Leiting Jennifer L, Cloyd Jordan M, Ahmed Ahmed, Fournier Keith, Lee Andrew J, Dessureault Sophie, Felder Seth, Veerapong Jula, Baumgartner Joel M, Clarke Callisia, Mogal Harveshp, Staley Charles A, Zaidi Mohammad Y, Patel Sameer H, Ahmad Syed A, Hendrix Ryan J, Lambert Laura, Abbott Daniel E, Pokrzywa Courtney, Raoof Mustafa, LaRocca Christopher J, Johnston Fabian M, Greer Jonathan, Grotz Travis E
Division of Hepatobiliary and Pancreas Surgery, Mayo Clinic, Rochester, MN 55901, United States.
Division of Surgical Oncology, Department of Surgery, The Ohio State University Wexner Medical Center, Columbus, OH 43210, United States.
World J Gastrointest Oncol. 2020 Jul 15;12(7):756-767. doi: 10.4251/wjgo.v12.i7.756.
Cytoreductive surgery (CRS) with hyperthermic intraperitoneal chemotherapy (HIPEC) for peritoneal carcinomatosis can be performed in two ways: Open or closed abdominal technique.
To evaluate the impact of HIPEC method on post-operative and long-term survival outcomes.
Patients undergoing CRS with HIPEC from 2000-2017 were identified in the United States HIPEC collaborative database. Post-operative, recurrence, and overall survival outcomes were compared between those who received open closed HIPEC.
Of the 1812 patients undergoing curative-intent CRS and HIPEC, 372 (21%) patients underwent open HIPEC and 1440 (79%) underwent closed HIPEC. There was no difference in re-operation or severe complications between the two groups. Closed HIPEC had higher rates of 90-d readmission while open HIPEC had a higher rate of 90-d mortalities. On multi-variable analysis, closed HIPEC technique was not a significant predictor for overall survival (hazards ratio: 0.75, 95% confidence interval: 0.51-1.10, = 0.14) or recurrence-free survival (hazards ratio: 1.39, 95% confidence interval: 1.00-1.93, = 0.05) in the entire cohort. These findings remained consistent in the appendiceal and the colorectal subgroups.
In this multi-institutional analysis, the HIPEC method was not independently associated with relevant post-operative or long-term outcomes.
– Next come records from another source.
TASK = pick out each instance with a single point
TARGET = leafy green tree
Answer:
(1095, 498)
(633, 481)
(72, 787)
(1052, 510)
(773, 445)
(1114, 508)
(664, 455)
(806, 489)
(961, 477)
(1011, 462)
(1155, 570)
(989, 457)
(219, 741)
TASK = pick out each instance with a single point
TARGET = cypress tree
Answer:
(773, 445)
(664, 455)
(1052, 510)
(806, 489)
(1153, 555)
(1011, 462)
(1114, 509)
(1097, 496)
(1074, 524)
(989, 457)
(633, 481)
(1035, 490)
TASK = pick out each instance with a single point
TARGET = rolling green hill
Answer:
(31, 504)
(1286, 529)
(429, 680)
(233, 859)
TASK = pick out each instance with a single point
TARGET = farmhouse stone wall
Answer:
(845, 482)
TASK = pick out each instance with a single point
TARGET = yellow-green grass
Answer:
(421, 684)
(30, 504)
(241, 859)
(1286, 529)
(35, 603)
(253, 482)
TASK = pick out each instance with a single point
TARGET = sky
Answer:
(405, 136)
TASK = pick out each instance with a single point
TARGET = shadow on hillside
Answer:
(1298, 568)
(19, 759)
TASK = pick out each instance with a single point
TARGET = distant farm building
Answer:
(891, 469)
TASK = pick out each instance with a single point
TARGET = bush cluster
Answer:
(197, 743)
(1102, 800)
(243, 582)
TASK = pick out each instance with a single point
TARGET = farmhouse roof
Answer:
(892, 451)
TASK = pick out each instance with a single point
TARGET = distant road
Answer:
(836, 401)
HIPEC technique may be left to the discretion of the operating surgeon.
腹膜癌的细胞减灭术(CRS)联合热灌注化疗(HIPEC)可通过两种方式进行:开放或闭合腹部技术。
评估热灌注化疗方法对术后及长期生存结果的影响。
在美国热灌注化疗协作数据库中识别出2000年至2017年接受CRS联合HIPEC的患者。比较接受开放或闭合热灌注化疗患者的术后、复发及总生存结果。
在1812例接受根治性CRS和HIPEC的患者中,372例(21%)接受开放热灌注化疗,1440例(79%)接受闭合热灌注化疗。两组在再次手术或严重并发症方面无差异。闭合热灌注化疗的90天再入院率较高,而开放热灌注化疗的90天死亡率较高。在多变量分析中,闭合热灌注化疗技术在整个队列中并非总生存(风险比:0.75,95%置信区间:0.51 - 1.10,P = 0.14)或无复发生存(风险比:1.39,95%置信区间:1.00 - 1.93,P = 0.05)的显著预测因素。这些发现在阑尾和结直肠亚组中保持一致。
在这项多机构分析中,热灌注化疗方法与相关术后或长期结果无独立关联。热灌注化疗技术可由手术医生自行决定。